Data Breach Stems from A Design Bug
The GDPR is a set of data protection and privacy rules introduced by the European Union (EU) in May 2018. The aim is to give EU citizens more control over their personal data. Organizations, on the other hand, must ensure that they gather EU citizens’ personal data legally and that they adequately protect this data. The rules apply to companies of any size and type, inside or outside the EU. The DPC’s investigation commenced in January 2019 after they received a breach notification from Twitter on 8 January 2019. The data breach resulted from a bug in Twitter’s design that affected users of Android devices. If these users changed the email address linked to their Twitter account, all their protected tweets suddenly became unprotected. Consequently, the wider public was able to see all tweets without the user’s knowledge. An external contractor overseeing Twitter’s bug bounty program learned of this problem on 26 December 2018. After further investigations, Twitter discovered that other user actions could potentially cause the same issue. They eventually traced the bug back to a code change made in 2014. At least 88,726 EU and EEA users were affected between September 2017 and January 2019. More users may have been affected, but due to Twitter’s data retention policy, previous users can no longer be identified.
Violation of GDPR Rules
The DPC’s inquiry investigated whether Twitter complied with its obligations under the GDPR. They also tried to determine whether or not an infringement had occurred. “The DPC has found that Twitter infringed Article 33(1) and 33(5) of the GDPR in terms of a failure to notify the breach on time to the DPC and a failure to adequately document the breach”, said the Irish watchdog in their press release. The Dublin-based regulator had already submitted an initial draft decision back in May. However, this draft received many objections from other regulators. Austria, Italy and Germany, for example, objected to the size of the penalty. The DPC took some of the objections into account.
1.5 Hours To Earn Back € 450,000 Fine
On Tuesday, the DPC imposed an administrative fine of € 450,000 ($547,000) on Twitter. The watchdog said this was “as an effective, proportionate and dissuasive measure.” While the sum may seem high to some, it’s actually not, when put it into perspective. Twitter needs only an hour and a half to earn the amount required to pay the fine, as privacy activist Max Schrems pointed out.

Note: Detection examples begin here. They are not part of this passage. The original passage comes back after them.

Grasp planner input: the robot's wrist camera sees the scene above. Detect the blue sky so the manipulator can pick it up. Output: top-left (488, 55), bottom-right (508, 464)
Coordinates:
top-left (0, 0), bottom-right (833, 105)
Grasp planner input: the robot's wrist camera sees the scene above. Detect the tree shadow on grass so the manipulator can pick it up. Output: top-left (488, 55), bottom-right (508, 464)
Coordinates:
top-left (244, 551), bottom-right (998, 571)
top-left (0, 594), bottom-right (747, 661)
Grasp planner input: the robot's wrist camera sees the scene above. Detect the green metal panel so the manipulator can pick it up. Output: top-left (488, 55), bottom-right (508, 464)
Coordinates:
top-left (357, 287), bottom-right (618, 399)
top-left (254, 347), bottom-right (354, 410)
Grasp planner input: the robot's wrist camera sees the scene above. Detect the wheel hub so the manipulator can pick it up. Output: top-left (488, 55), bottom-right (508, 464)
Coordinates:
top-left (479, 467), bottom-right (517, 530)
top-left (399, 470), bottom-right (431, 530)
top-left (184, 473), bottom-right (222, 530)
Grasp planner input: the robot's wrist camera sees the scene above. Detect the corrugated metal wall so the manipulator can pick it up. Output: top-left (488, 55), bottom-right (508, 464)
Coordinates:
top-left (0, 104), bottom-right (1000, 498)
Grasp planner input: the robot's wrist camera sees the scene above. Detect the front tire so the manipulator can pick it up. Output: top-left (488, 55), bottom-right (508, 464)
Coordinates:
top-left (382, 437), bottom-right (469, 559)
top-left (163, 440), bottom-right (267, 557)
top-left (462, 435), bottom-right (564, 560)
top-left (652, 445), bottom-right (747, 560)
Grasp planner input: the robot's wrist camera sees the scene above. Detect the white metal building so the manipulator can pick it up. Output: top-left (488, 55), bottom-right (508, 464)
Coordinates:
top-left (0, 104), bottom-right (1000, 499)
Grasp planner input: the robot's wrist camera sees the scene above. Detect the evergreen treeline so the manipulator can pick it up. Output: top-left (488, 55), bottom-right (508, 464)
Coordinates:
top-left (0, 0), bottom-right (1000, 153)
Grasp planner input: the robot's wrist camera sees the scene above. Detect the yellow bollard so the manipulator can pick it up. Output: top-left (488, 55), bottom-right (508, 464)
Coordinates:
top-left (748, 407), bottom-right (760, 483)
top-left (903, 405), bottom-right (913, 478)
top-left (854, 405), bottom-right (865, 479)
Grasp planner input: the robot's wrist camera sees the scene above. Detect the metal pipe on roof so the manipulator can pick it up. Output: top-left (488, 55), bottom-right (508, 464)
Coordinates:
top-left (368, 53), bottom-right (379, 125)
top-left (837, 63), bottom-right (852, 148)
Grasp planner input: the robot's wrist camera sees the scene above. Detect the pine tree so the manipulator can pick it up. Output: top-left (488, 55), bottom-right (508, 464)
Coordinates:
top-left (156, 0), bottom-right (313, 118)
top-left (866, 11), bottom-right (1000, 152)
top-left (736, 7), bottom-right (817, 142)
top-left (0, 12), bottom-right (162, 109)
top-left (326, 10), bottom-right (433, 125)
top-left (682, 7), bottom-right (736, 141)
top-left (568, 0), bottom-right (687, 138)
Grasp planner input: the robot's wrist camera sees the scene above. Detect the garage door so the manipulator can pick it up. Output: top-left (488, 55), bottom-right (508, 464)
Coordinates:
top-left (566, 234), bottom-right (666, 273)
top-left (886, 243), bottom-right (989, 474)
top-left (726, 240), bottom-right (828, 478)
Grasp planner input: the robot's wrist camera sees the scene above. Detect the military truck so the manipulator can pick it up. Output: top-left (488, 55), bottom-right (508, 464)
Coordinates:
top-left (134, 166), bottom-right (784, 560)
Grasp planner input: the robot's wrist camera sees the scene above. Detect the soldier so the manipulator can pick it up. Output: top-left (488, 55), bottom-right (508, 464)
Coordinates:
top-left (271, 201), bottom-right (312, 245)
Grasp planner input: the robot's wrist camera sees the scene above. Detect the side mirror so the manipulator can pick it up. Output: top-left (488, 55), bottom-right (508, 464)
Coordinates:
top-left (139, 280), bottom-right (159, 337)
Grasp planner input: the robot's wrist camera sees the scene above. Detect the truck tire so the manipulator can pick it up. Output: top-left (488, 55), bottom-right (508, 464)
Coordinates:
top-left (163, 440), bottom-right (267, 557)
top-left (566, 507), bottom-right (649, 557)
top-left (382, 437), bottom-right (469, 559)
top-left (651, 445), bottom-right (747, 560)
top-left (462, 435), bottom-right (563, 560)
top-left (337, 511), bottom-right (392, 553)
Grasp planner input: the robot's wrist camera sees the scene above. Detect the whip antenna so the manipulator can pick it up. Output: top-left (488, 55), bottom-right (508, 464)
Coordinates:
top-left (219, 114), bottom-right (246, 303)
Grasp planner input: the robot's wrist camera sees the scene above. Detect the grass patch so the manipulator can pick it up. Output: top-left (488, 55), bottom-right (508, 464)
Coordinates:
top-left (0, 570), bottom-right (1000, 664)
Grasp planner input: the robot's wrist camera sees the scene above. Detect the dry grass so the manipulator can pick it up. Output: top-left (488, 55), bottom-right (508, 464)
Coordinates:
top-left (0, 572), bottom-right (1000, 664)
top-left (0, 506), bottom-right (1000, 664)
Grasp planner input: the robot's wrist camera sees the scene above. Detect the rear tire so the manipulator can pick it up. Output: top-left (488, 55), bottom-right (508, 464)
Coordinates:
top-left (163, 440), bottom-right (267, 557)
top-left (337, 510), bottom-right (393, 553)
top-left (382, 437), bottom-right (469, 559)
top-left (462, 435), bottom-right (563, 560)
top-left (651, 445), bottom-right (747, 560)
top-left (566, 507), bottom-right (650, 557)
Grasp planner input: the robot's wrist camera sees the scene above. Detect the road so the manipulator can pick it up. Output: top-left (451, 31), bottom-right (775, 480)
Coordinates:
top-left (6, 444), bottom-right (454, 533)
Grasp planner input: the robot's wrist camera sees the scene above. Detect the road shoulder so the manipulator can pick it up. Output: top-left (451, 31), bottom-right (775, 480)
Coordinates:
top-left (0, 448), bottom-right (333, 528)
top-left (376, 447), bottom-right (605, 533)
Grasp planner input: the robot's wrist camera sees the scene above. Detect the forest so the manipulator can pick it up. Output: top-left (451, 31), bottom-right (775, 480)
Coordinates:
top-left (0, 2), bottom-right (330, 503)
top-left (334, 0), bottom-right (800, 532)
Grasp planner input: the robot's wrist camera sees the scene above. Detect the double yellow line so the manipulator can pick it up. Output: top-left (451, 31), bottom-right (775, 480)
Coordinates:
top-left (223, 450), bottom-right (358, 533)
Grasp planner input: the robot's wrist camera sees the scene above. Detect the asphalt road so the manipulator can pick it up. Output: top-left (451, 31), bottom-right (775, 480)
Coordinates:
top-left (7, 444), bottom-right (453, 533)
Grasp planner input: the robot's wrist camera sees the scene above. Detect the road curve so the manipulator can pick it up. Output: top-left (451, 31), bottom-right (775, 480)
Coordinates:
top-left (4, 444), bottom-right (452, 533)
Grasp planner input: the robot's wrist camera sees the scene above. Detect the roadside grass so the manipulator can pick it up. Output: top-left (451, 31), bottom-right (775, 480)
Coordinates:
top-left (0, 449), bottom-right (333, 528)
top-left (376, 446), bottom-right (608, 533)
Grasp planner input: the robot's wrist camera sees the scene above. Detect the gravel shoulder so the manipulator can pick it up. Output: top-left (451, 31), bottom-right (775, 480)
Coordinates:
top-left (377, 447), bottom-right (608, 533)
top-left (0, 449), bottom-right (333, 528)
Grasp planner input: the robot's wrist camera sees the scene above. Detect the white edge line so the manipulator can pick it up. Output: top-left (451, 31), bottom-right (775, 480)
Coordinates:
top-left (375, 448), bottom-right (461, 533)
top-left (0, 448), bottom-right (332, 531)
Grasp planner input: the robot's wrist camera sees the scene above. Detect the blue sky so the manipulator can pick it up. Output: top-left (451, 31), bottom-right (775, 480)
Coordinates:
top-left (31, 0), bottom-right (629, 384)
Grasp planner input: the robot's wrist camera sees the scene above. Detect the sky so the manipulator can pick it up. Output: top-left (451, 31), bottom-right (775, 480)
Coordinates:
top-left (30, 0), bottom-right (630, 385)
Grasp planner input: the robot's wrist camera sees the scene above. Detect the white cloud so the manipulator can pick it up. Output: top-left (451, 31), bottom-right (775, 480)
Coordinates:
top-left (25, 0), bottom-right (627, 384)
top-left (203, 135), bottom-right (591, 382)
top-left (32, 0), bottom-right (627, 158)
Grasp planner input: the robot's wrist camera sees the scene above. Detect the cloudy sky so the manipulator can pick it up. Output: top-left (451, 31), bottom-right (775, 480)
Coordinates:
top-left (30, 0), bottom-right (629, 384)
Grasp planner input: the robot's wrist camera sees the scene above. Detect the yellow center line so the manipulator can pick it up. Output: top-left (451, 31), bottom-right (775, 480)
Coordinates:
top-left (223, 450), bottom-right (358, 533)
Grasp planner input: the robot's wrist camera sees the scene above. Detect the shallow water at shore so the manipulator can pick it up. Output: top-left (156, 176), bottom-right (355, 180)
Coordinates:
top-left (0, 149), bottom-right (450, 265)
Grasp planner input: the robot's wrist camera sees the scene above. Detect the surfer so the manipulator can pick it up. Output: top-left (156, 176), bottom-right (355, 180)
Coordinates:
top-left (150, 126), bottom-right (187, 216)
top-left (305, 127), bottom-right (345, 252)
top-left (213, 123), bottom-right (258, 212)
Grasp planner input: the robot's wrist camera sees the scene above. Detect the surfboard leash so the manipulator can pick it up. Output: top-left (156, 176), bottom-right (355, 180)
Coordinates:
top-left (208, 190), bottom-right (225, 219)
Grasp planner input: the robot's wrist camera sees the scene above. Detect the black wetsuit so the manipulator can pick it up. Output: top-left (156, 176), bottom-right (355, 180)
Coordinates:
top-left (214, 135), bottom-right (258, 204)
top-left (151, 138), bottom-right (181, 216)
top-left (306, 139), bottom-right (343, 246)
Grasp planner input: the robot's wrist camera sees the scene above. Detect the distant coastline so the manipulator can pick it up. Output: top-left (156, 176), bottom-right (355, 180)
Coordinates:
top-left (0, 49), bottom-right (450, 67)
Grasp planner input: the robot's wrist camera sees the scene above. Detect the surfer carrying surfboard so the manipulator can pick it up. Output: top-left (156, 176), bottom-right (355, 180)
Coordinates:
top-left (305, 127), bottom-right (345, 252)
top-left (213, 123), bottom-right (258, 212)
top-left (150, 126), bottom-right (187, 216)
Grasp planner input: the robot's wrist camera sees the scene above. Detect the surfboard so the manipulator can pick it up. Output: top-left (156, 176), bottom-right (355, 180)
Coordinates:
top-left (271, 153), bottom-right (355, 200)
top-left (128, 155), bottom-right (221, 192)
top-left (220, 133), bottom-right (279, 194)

Over the summer, Max Schrems and his noyb foundation filed 101 complaints against EU and EEA websites. Under GDPR rules, regulators can fine companies up to € 20 million, or up to 4% of their global annual revenue, for violations of the rules. Consequently, for Twitter, breaching GDPR rules could potentially attract a fine of up to $140 million on a reported $3.5 billion revenue. Yet, given the fact that the breach was unintentional and of a one-off nature, and that Twitter admitted its fault, it was unlikely that the DPC would have issued a massive fine. Nonetheless, the amount is in stark contrast with the € 100 million fine the French data protection authority (CNIL) imposed on Google for cookie violations just a week ago.
Backlog of Cases Against US Tech Firms
The draft decision in this inquiry was the first to go through the dispute resolution process since the GDPR’s introduction. It was also “the first draft decision in a big tech case on which all EU supervisory authorities were consulted”. Moreover, there’s a backlog of ongoing cases against US technology firms. Inquiries are ongoing with Apple, Facebook, Google, LinkedIn, WhatsApp, and others, and there’s at least one other case against Twitter. Facebook will face the DPC in the Irish High Court next week regarding a DPC inquiry and preliminary decision on the transfer of millions of EU users’ personal data to the US. Europe and the UK have also unveiled important new laws to keep US technology giants in check. In Europe, the Digital Services Act and Digital Markets Acts were published yesterday afternoon, while the UK has announced tough new rules to curb illegal and harmful content.